The African American community is pioneering work in this area, creating systems that build on WIC peer-counsellor programs enabling IBCLC candidates to build on their existing experience under the guidance of qualified mentors. In Europe we do not have programs such as WIC (nor easy access to mentors nor academic programs) and there are growing numbers of independent peer counsellors, volunteer and professional, doulas, breastfeeding counsellors and lactation educators who are unable to use their experience towards the IBCLC exam.
These individuals could be encouraged to participate in a structured and supervised support network that could enrich and enlarge the small but significant pool of candidates who acquire experience via volunteer mother support organizations such as La Leche League International (LLLI). The mother support organizations recognised by IBLCE are not accessible to all, nor provide support to all. LLL has recently widened their application requirements to include men who have breastfed, a change in policy from two years ago when they refused the application of Trevor MacDonald. This is a positive step towards inclusion by the association which has a history of difficult relations with working mothers, single mothers and women in same-sex relations – factors that limit this organization (the world’s largest mother support organization) as an equitable entry point to the profession. I hope that other entry points for non-health care professionals will be recognized or created.
Lastly, there are many people with skills and experience from within underserved communities that could be serving communities worldwide, including indigenous, marginalized ethnicities, rapidly increasing migrant populations, the diversely abled and the LGBTIQ population. Our access to the exam is limited for the same reasons that our communities are underserved.

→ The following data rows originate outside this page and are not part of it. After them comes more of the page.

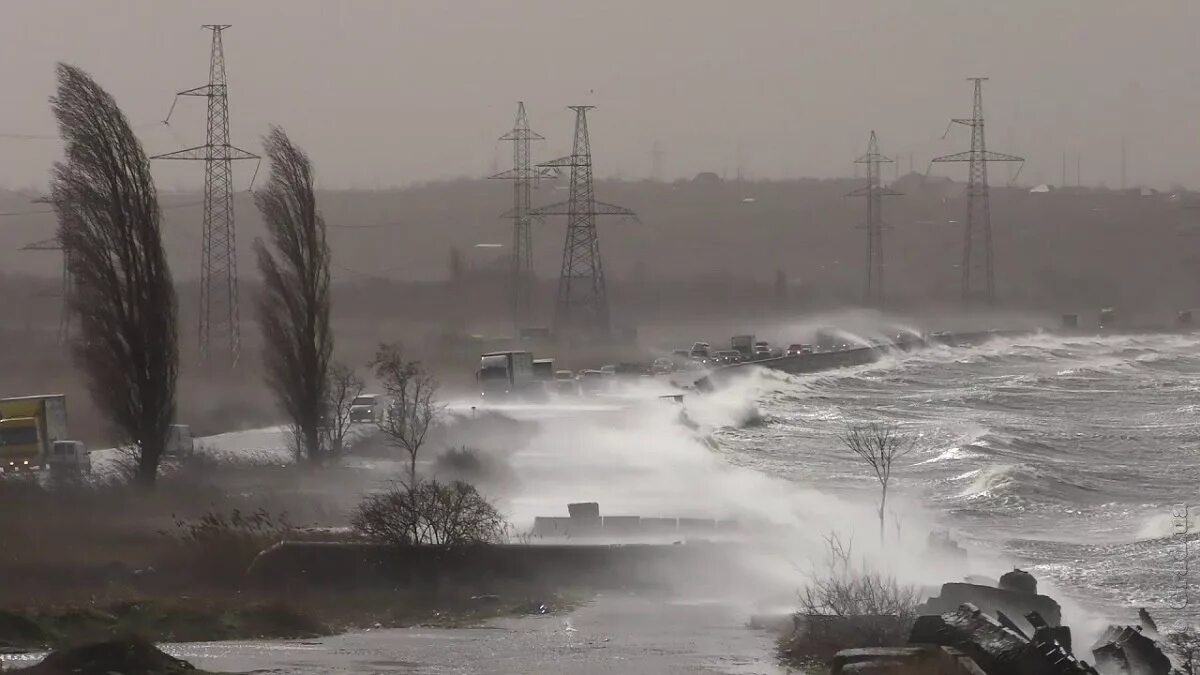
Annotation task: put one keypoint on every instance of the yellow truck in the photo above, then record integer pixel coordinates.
(29, 428)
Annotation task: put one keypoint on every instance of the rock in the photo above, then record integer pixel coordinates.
(1012, 602)
(125, 656)
(1125, 649)
(19, 631)
(994, 647)
(1019, 581)
(1147, 623)
(904, 661)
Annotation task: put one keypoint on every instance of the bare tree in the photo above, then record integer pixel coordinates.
(412, 406)
(293, 308)
(125, 298)
(345, 386)
(430, 512)
(1183, 644)
(879, 446)
(845, 605)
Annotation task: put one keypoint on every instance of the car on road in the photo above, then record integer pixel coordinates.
(565, 383)
(593, 382)
(69, 459)
(681, 357)
(366, 408)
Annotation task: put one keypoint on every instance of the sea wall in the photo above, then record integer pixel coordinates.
(298, 565)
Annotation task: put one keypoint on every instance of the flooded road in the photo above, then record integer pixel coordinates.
(613, 634)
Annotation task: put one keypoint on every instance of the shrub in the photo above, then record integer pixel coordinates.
(1183, 645)
(461, 461)
(220, 547)
(430, 512)
(849, 607)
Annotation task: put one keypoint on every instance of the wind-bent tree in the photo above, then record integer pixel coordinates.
(293, 308)
(125, 298)
(412, 407)
(879, 446)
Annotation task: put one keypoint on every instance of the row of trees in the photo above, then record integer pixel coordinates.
(127, 345)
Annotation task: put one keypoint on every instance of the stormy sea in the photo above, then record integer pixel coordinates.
(1066, 455)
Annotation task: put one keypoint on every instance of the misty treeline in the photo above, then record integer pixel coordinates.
(124, 296)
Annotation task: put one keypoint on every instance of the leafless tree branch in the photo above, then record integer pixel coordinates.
(879, 446)
(413, 407)
(293, 308)
(109, 221)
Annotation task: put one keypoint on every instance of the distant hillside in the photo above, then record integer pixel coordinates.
(1053, 248)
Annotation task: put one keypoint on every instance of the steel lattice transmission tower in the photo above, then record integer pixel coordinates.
(977, 228)
(523, 174)
(874, 191)
(582, 305)
(219, 323)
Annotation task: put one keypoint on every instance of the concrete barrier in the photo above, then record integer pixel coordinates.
(622, 525)
(660, 525)
(299, 565)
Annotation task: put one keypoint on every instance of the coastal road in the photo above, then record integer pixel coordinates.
(612, 634)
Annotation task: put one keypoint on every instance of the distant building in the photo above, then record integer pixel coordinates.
(913, 183)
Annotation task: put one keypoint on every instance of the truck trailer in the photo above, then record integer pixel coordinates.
(505, 374)
(29, 428)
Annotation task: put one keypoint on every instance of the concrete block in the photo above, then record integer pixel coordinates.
(583, 509)
(655, 525)
(696, 525)
(622, 524)
(551, 526)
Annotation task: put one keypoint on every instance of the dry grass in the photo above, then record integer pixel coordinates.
(847, 605)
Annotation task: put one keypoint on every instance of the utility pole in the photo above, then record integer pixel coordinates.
(522, 174)
(1122, 163)
(219, 324)
(874, 191)
(978, 222)
(582, 304)
(657, 161)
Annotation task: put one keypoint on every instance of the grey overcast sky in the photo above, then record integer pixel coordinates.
(388, 93)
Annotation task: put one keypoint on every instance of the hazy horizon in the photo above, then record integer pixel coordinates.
(389, 94)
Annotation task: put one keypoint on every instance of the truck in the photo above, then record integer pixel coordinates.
(743, 345)
(505, 374)
(180, 443)
(29, 428)
(544, 370)
(366, 408)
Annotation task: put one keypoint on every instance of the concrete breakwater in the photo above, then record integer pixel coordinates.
(305, 565)
(586, 523)
(820, 362)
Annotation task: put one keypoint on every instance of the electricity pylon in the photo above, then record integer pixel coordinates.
(523, 174)
(219, 255)
(582, 304)
(978, 223)
(874, 191)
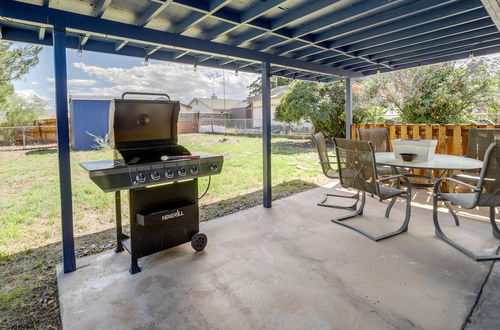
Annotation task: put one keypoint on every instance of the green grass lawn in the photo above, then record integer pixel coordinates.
(30, 211)
(29, 200)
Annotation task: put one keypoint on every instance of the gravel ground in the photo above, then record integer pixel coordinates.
(31, 273)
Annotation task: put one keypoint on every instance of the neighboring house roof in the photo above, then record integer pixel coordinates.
(240, 105)
(276, 92)
(216, 104)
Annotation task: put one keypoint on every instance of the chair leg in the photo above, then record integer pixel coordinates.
(452, 211)
(349, 207)
(389, 207)
(496, 230)
(440, 234)
(359, 211)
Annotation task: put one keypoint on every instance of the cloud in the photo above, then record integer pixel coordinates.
(29, 93)
(177, 80)
(76, 82)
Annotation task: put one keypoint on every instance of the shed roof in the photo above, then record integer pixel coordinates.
(307, 39)
(216, 104)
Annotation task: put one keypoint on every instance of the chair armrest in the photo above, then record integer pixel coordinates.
(392, 177)
(438, 184)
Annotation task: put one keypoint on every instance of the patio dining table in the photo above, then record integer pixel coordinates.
(444, 163)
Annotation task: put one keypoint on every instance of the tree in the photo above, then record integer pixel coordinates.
(255, 87)
(443, 93)
(321, 104)
(15, 62)
(21, 111)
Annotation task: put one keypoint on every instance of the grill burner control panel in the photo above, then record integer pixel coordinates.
(111, 177)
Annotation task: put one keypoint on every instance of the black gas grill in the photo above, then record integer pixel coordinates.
(161, 176)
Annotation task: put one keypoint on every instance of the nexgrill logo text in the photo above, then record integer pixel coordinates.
(176, 214)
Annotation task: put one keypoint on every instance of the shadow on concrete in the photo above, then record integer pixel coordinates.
(31, 298)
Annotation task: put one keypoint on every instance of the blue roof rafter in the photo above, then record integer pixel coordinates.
(41, 33)
(249, 15)
(436, 35)
(419, 20)
(289, 17)
(468, 17)
(153, 10)
(120, 45)
(203, 58)
(444, 50)
(85, 38)
(153, 50)
(179, 54)
(117, 30)
(380, 19)
(493, 9)
(463, 38)
(363, 8)
(444, 57)
(196, 17)
(100, 7)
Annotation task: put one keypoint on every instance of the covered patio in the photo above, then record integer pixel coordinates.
(286, 264)
(289, 267)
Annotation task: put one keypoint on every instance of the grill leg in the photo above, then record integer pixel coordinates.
(118, 216)
(134, 266)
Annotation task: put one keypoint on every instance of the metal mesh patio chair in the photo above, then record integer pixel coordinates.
(356, 165)
(379, 137)
(485, 194)
(326, 166)
(479, 140)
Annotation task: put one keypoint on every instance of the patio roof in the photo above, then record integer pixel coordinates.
(313, 40)
(316, 40)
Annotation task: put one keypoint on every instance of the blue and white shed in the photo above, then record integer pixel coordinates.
(89, 117)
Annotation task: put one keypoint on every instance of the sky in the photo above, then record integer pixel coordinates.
(102, 75)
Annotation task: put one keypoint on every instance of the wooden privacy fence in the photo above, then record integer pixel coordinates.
(452, 138)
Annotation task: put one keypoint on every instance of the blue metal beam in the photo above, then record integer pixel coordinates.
(464, 38)
(41, 15)
(62, 119)
(154, 9)
(380, 19)
(41, 33)
(100, 7)
(456, 20)
(196, 17)
(266, 133)
(261, 8)
(427, 37)
(420, 20)
(336, 17)
(120, 45)
(348, 108)
(443, 58)
(442, 51)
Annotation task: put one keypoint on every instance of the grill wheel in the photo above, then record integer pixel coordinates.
(199, 241)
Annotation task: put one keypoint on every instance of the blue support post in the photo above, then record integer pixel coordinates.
(348, 107)
(59, 38)
(266, 132)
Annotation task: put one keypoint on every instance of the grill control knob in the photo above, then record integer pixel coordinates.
(155, 175)
(140, 178)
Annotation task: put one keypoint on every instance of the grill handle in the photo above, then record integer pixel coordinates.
(144, 93)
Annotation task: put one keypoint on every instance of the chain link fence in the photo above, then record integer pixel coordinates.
(27, 135)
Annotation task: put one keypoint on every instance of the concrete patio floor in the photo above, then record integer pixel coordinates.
(289, 267)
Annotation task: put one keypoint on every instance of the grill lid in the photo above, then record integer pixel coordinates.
(140, 123)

Nearly three-quarters of the world’s IBCLCs reside in America (or serve in the American military) and even there many communities are unrepresented in the profession and underserved.

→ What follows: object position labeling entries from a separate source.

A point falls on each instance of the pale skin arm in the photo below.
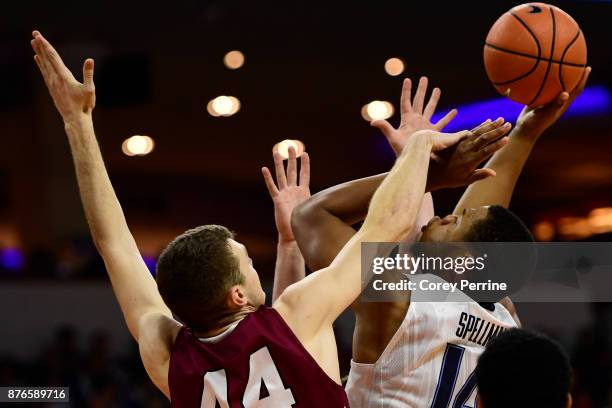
(323, 223)
(287, 193)
(508, 163)
(148, 319)
(393, 210)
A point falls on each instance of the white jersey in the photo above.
(430, 360)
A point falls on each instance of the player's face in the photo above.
(252, 285)
(452, 228)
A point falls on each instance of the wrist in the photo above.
(78, 122)
(286, 242)
(526, 132)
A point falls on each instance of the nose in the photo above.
(449, 219)
(434, 219)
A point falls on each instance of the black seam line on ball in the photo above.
(563, 56)
(552, 50)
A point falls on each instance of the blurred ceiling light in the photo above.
(234, 59)
(235, 105)
(600, 220)
(283, 147)
(223, 106)
(574, 227)
(394, 66)
(377, 110)
(544, 231)
(138, 145)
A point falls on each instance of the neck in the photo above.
(223, 322)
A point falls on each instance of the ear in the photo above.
(236, 297)
(479, 403)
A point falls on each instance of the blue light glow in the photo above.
(594, 100)
(11, 259)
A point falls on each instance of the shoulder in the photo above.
(157, 333)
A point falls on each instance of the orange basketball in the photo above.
(534, 52)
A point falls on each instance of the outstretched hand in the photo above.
(288, 192)
(414, 115)
(457, 165)
(535, 120)
(71, 97)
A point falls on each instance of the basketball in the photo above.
(534, 52)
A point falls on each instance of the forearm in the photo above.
(508, 163)
(289, 268)
(391, 216)
(134, 286)
(396, 203)
(102, 209)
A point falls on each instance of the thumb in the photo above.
(384, 126)
(88, 68)
(480, 174)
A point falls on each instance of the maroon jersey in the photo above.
(260, 364)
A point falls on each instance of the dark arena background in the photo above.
(309, 70)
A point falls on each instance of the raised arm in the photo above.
(146, 315)
(316, 301)
(323, 224)
(286, 194)
(509, 162)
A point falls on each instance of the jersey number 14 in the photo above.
(262, 372)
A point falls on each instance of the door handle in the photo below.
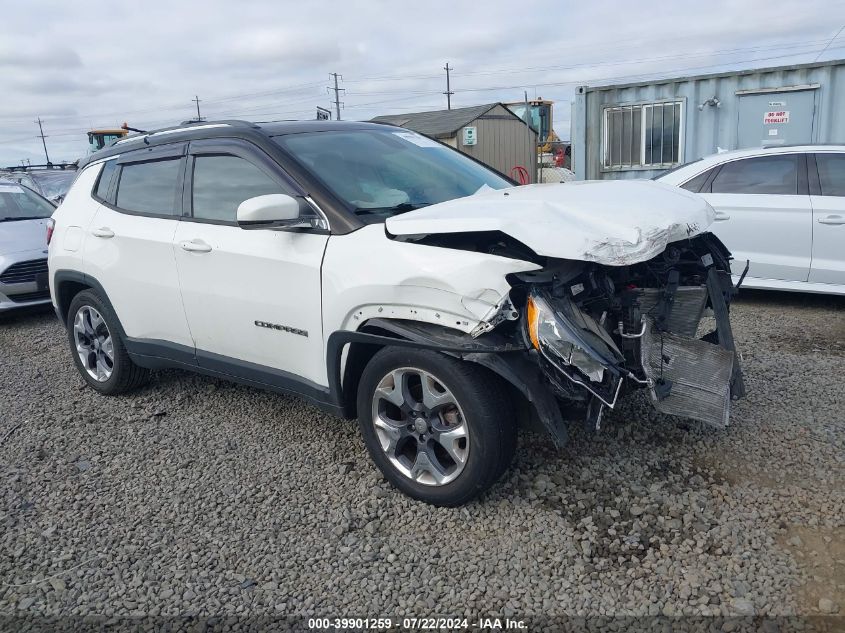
(103, 231)
(195, 246)
(832, 219)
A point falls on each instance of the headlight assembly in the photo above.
(553, 337)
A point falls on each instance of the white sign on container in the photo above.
(773, 117)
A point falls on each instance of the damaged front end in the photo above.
(597, 330)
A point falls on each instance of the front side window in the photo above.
(149, 187)
(831, 174)
(643, 135)
(19, 203)
(379, 173)
(760, 175)
(222, 182)
(56, 183)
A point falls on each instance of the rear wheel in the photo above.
(97, 347)
(441, 430)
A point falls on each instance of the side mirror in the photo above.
(277, 211)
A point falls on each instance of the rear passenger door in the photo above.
(763, 215)
(129, 249)
(828, 200)
(252, 296)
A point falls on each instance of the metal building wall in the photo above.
(706, 130)
(503, 142)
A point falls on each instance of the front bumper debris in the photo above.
(606, 326)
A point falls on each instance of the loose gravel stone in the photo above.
(201, 497)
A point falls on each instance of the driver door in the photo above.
(252, 297)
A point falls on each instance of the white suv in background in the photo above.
(780, 209)
(385, 276)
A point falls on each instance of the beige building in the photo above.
(490, 133)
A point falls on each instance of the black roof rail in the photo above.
(59, 166)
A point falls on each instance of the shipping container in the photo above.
(639, 130)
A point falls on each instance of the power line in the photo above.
(448, 92)
(337, 91)
(197, 99)
(43, 141)
(829, 43)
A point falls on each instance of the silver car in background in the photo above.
(24, 218)
(52, 181)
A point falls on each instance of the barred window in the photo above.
(643, 135)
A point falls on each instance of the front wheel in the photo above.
(440, 429)
(97, 348)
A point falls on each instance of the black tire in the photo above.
(126, 375)
(486, 410)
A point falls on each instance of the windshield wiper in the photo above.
(399, 208)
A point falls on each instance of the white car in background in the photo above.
(781, 209)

In lieu of statistics, we can look at the way the profession is described, the images used in breastfeeding literature, and the gendered language used by IBLCE and throughout the breastfeeding field generally. I think it is safe to say that the lactation profession is practiced predominantly by white, English speaking, middle-class, heterosexual, partnered, cisgender women. I know there are a few exceptions to that and I take my hat off to sole earners or primary breadwinners, people of color, LGBTIQ people, men, and those with linguistic challenges who have managed to enter and gain employment within the profession.
These were the thoughts that cast the cloud over the IBCLC for me, a cloud that lifted upon reading Elizabeth Brooks’ address, opening a much needed dialogue on barriers to the profession. The discussion that followed with her and others was, in the end, a cause for celebration of IBCLC day. I am currently an IBCLC exam candidate and believe strongly in creating a profession that is as equitable as it is professional. I am much looking forward to continuing this discussion at the Lactation Summit in Phoenix in July, where I will be an eager participant.

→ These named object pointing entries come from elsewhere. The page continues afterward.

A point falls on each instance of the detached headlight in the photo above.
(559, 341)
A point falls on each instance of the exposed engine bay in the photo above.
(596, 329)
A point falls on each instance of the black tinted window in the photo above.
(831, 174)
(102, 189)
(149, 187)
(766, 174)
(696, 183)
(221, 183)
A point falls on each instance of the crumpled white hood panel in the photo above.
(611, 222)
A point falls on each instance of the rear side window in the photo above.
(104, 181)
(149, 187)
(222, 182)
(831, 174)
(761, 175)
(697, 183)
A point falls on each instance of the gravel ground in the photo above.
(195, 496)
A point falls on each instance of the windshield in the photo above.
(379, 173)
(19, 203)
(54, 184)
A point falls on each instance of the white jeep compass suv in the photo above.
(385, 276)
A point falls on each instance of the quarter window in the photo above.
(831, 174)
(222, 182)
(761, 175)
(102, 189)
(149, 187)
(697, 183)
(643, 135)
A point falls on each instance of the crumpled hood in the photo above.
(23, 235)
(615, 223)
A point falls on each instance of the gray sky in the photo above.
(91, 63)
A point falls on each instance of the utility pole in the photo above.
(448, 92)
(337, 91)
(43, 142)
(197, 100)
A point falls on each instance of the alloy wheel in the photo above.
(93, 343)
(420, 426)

Aiden Farrow is an Australian who has lived most of their adult life in Italy where they are currently a single parent of two bilingual and bicultural children. A member of the LGBTIQ community and parent of a diversely abled breastfeeder (a daughter born with a cleft lip and palate), they write on issues of inclusion and special needs in breastfeeding support through their two websites www.languageofinclusion.com and www.cleftlipandpalatebreastfeeding.com.